Олег плотно захлопнул раму, метнулся в спальню, где Инна, спрятавшись с головой под одеяло, продолжала безмятежно спать.

– Пожар!

– Не шути так… – сонно пробормотала Инна, стараясь вновь нырнуть под одеяло. Потом она закашлялась и, разом проснувшись, села на постели. – Где?!

– У соседей пожар, – успокоил Олег.

Инна порскнула на кухню, распахнула окно, высунулась было, но тут же захлопнула его, что есть сил навалившись на рукоятку запора.

– Фу! – чего столько дыма?

– Пожар, – лаконично пояснил Олег.

– Так чего не тушат? Надо пожарных вызвать, может, они ещё не знают…

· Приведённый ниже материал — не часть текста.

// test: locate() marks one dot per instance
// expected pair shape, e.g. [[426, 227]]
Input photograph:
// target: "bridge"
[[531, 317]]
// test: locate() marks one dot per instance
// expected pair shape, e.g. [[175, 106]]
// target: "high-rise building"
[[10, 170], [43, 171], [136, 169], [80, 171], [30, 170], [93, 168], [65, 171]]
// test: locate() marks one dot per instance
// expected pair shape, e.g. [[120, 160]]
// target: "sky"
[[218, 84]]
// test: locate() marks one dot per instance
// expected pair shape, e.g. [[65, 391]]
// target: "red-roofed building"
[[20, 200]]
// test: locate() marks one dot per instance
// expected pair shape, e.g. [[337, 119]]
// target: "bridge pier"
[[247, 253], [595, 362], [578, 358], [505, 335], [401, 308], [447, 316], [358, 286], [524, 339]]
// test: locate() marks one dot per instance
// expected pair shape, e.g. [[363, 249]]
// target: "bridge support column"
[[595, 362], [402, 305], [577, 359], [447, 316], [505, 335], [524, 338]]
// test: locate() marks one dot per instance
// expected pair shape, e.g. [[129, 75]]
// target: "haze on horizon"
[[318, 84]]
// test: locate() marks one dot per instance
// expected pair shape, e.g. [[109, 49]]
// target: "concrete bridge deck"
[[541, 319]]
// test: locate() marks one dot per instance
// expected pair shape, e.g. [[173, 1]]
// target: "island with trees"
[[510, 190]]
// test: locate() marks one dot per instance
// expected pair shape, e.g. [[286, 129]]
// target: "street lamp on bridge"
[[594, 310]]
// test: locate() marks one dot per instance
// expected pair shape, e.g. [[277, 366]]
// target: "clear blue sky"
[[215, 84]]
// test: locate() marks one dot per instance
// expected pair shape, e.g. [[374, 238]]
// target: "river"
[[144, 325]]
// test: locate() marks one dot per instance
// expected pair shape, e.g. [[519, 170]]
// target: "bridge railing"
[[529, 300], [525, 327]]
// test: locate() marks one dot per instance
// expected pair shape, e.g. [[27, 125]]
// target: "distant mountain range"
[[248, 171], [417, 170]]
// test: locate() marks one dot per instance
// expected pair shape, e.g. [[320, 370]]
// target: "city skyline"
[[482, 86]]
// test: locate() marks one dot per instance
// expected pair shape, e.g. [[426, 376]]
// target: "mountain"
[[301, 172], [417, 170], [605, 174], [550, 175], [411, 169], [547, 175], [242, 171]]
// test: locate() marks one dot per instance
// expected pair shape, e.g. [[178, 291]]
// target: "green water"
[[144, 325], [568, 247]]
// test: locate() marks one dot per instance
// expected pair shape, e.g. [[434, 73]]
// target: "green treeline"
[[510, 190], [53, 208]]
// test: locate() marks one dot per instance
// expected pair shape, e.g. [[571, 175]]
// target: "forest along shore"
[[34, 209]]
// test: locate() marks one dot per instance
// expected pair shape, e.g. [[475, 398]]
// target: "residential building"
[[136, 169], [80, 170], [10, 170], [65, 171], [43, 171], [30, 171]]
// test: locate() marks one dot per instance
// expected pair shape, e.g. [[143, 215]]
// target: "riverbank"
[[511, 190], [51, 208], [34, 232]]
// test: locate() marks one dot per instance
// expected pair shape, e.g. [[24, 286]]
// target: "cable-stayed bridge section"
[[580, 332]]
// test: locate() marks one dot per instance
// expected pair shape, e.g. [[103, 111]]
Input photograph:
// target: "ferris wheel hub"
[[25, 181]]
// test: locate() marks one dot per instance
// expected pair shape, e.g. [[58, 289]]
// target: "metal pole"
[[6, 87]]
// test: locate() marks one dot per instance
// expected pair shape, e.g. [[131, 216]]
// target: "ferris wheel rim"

– Да уж наверное знают, – отозвался Олег, но пошёл в кабинет за мобильником, оставленным заряжаться на ночь.

Окно в кабинете было приотворено на микропроветривание, и в узкую щель успело просочиться столько дыма, что в помещении было трудно дышать. Прежде всего, Олег кинулся затворять окно, тем более, что звонить в пожарку явно не имело смысла, снизу заголосила сирена подъезжающей машины.